D’ici 2050, les spécialistes estiment que la Suisse aura besoin d’environ 50% d’électricité en plus qu’aujourd’hui, notamment en raison de l’augmentation considérable du nombre de voitures électriques.
Peut-être bientôt un nouveau vote
Le peuple suisse s’est déjà exprimé à plusieurs reprises sur la question de l’énergie nucléaire. En 2016, il a rejeté une proposition du Parti écologiste suisse visant à fermer les centrales nucléaires après 45 ans d’exploitation. En 2017, il a accepté de déclasser progressivement les centrales existantes et d’interdire la construction de nouvelles centrales.
Une nouvelle votation pourrait se profiler à l’horizon. Le Club Énergie Suisse a recueilli 120’000 signatures pour son initiative populaire «Stop au blackoutLien externe» qui vise à lever l’interdiction de construire de nouvelles centrales nucléaires en Suisse.
Selon un sondage publié en mars 2023, un peu plus de la moitié des Suisses estiment que les centrales nucléaires sont importantes pour éviter une pénurie d’électricité. Le sondage montre que 64% des personnes interrogées sont opposées à la fermeture des centrales nucléaires suisses d’ici à 2037, comme le demandent les écologistes. Par ailleurs, 56% sont «pour ou plutôt en faveur» de la construction rapide de nouvelles centrales nucléaires afin de garantir l’approvisionnement en électricité du pays.

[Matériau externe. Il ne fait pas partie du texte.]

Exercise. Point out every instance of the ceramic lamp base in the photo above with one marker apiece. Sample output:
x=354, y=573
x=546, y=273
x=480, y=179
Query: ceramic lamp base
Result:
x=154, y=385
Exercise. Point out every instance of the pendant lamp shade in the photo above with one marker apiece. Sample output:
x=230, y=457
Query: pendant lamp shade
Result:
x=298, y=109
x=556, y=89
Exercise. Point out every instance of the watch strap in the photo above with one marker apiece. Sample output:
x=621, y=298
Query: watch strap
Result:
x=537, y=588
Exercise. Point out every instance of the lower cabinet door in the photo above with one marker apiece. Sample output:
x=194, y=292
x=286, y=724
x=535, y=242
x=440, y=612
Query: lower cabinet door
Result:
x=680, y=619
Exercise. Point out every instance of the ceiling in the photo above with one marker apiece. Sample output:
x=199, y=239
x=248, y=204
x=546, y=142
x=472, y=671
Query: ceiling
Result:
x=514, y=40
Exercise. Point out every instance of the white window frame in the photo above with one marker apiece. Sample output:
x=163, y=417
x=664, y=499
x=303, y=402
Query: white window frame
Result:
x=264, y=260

Malgré ce soutien à l’énergie nucléaire, celle-ci reste le troisième choix en cas de crise énergétique, derrière l’énergie solaire et l’énergie éolienne. Parmi les personnes interrogées, 77% sont favorables aux installations solaires sur les bâtiments et 74% souhaitent que de grandes éoliennes soient installées pour éviter une pénurie d’énergie. Deux tiers des personnes interrogées soutiennent également le développement de l’énergie hydroélectrique dans les Alpes par le biais de projets à grande échelle.
Une autre enquêteLien externe publiée par l’Association des entreprises électriques suisses a en revanche montré un fort soutien aux énergies renouvelables. Elle n’a pas révélé de soutien clair à l’énergie nucléaire dans le futur mix énergétique. Au total, 65% des personnes interrogées ont déclaré qu’elles ne préféreraient pas une nouvelle centrale nucléaire à des parcs éoliens, des installations solaires dans les Alpes ou de nouveaux barrages.